Gazetenin ele geçirilmesi planı, '
Ulusal Medya 2001' isimli dokümanda ayrıntılarıyla anlatılıyor. Dokümanda yurtiçi ve dışından seçilecek Türk işadamlarının katılımıyla Medya-Finans Konseyi'nin oluşturulması gerektiği vurgulanıyor.
Ayrıca
Cumhuriyet'in 'ulusal medyanın merkez üssü' olması kararlaştırılıyor. '
Cumhuriyet Gazetesi Reorganizasyon Çalışması' başlığı altında ise
gazetenin ele geçirilmesiyle ilgili Gürbüz Çapan'la yapılan görüşmeler açıklanıyor. İddianamede Cumhuriyet'in yeniden organizasyonu şöyle anlatılıyor: "Gürbüz Çapan'ın, Cumhuriyet Gazetesi'nin 'ulusal medyanın merkez üssü' olarak seçilmesini kabul ettiği ve hisselerini parasız olarak devrettiği, yapılan çalışma sonucunda gazetenin yüzde 10'unun
İlhan Selçuk'a ait olduğu, yüzde 10'unun halka
açılım hissesi olduğu, yüzde 80 ya da yüzde 90 hissenin en az yüzde 51'inin
örgütün aidiyetine geçmesinin kararlaştırıldığı belirtilmiştir."

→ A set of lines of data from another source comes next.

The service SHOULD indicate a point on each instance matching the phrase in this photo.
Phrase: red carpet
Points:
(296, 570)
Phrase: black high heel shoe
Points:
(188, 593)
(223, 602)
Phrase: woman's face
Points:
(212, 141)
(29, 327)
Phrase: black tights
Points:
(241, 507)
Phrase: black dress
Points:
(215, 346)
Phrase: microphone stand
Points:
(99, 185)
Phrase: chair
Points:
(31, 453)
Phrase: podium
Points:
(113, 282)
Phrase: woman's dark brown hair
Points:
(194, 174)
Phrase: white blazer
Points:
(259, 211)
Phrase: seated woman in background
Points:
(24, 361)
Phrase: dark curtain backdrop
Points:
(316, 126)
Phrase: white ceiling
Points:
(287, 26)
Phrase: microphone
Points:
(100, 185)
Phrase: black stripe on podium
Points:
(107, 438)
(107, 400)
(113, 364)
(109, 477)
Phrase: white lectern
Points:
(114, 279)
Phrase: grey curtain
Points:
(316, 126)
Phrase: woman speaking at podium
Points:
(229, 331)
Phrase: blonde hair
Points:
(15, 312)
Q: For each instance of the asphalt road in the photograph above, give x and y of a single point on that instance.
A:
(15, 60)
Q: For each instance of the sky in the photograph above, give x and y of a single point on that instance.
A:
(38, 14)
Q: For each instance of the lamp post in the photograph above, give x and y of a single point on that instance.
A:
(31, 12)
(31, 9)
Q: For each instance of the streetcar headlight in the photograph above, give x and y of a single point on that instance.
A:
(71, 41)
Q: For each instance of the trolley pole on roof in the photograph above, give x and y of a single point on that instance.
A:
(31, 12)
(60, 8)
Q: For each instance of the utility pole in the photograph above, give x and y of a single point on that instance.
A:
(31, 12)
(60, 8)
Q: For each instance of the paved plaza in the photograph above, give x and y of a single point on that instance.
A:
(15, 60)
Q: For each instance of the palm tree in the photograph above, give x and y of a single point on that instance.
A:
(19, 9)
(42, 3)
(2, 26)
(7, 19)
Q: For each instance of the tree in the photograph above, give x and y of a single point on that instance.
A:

İddianamede geçen bir başka plan ise Cumhuriyet Gazetesi'ni kışlalara sokma çalışması. 23
Aralık 2003 tarihinde Mustafa
Balbay,
Levent Ersöz ve Hasan
Atilla Uğur arasında yapılan görüşmede bu konu gündeme geliyor. Konuyu açan ise Jandarma
İstihbarat Komutanı Levent Ersöz: "Siz tirajınızı artırmak açısından, bizim askerî birliklerdeki askerî personele yönelik böyle bir şeyi nasıl uygun görürsünüz?" Teklife
Hasan Atilla Uğur, "Çok doğru komutanım. Erler eskisi gibi cahil değil, sekiz aylık var, asteğmen var. Bunu söylemek lazım
Genelkurmay başkanımıza." diyerek
destek veriyor.
'Kışlada bin gazete satarım'
Levent Ersöz'ün, "Ben kantinde herkese satarsam bu gazeteyi mükemmel olacak, sonuç itibarıyla günde 1.000 gazete satabilirim." demesi üzerine
Mustafa Balbay şu teklifi sunuyor: "Biz mesela üniversitelerde 250.000 TL'ye gazete satıyoruz. Kışlaya da 250.000 yaparız. Kimi yerlerde önyargı olabilir, kimi yerlerde sokmuyorlar bile. Mesela GATA'da 250.000'den satabiliriz."